Even high school players know that when covering kick returns everyone must stay to their lanes. #41 ran hard left the first return for TD, leaving his lane and opening up a huge hole even before the Seahawk blocking setup.

Seattle's return also happened to be targeting that part of our line each time, so apparently they saw tendencies in film they could exploit -- and did. CJ Spillman (#41) needs to exit stage left and make room for a professional with discipline. Have to question the ST coach for not remedying this between TD kick-offs. Coaches that don't make corrections become part of the correction.

As far as AJ, none of this is fundamentally his fault. He's running a business. His job is to field the best team possible each year within an operating budget supported by the San Diego market. Did SD have the talent out there to win? Clearly did. Did it have to have MM & VJ to win? No. Not signing MM & VJ in the off season is just as much about future negotiations with players as it is the 2010 season. 2010 is easiest schedule SD will ever have, so there's something to be said to playing hardball and getting to the playoffs with a little less than max.

Neoplatonist Bolthead said... Sep 27, 2010, 3:42:00 PM

This is a championship-caliber team that's got a few major (and fillable) holes. The '10 Chargers will miss a good pass rush unless/until Merriman gets back to full health. Otherwise, the D looks pretty good. The offense is solid all around: stout run game, top-five NFL QB, better than average line and receiving corps.

But... something really, really needs to be done on special teams. If it's an attitude problem, cut somebody and replace him with a dedicated placekicker. If it's a scheming problem, go back to the drawing board.

So the team gets a B. But the first three games get D, B+ and D. Special teams gets F-minus, F, and F-minus-minus.

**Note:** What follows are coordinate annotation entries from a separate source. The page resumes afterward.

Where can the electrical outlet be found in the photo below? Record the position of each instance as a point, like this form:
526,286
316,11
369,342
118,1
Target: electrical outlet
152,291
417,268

Anonymous said... Sep 27, 2010, 10:27:00 PM

The Chargers need to think about what kind of team they want to be when they grow up. There are so many areas that need to be fixed on this team. I believe it starts with the front office,and then coaching and finally the players. This team just seems ill-prepared. Hardwick said this team has a lot of heart. The reality is that some like Hardwick and Rivers do but many do not. Turner looks confused which makes me wonder what type of preparation his team did leading up to the season. The AJ vs. VJ thing is a distraction. The Chargers have the talent but they need to come and play the game. We got a preview of this team last year in the playoffs with the Jets. Too many guys have their heads in the clouds.